Aconsejo para ello las que hace el profesor de antropología y etnología Marc Augé (1935) en su delicioso librito «Elogio de la bicicleta» (Editorial Gedisa). Según este autor, la bicicleta representa una hermosa utopía porque con ella, montado en ella y disfrutando de ella, podemos proyectar una ciudad utópica del porvenir, donde la bici y el transporte público sean los únicos medios de desplazamiento. Esa utopía podría tener, incluso, un alcance global, ya que en su modestia este vehículo tan simple nos enseña a estar en armonía nada menos que con el tiempo y el espacio.

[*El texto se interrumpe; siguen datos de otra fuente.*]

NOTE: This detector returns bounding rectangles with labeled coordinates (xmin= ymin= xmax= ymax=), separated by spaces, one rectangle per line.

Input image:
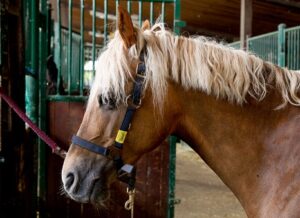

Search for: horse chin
xmin=89 ymin=179 xmax=110 ymax=206
xmin=89 ymin=170 xmax=117 ymax=206
xmin=66 ymin=179 xmax=110 ymax=206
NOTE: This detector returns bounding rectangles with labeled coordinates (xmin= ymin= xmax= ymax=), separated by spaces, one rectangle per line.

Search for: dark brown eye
xmin=98 ymin=94 xmax=117 ymax=110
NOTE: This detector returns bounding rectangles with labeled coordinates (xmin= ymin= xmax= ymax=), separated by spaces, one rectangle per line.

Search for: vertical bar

El ciclismo, según Augé, es un humanismo que abre con renacidos bríos las puertas de esa utopía y de un futuro ecológico más estimulante para la ciudad del mañana. Para el autor, montar en bici nos devuelve, por un lado, un alma de niño y nos restituye, a la vez, la capacidad de jugar y el sentido de lo real. Vale, pues, como recordatorio (a modo de refuerzo de una vacuna), pero también como formación continua para el aprendizaje de la libertad, de la lucidez y, a través de ellas, tal vez, de algo que se asemejaría a la felicidad.
Algunos llevamos siempre en la mochila de ciclista un libro de poemas para leerlo al aire libre, con todo el empuje de vitalidad, equilibrio y lucidez del que son capaces nuestros pies sobre unos humildes pedales.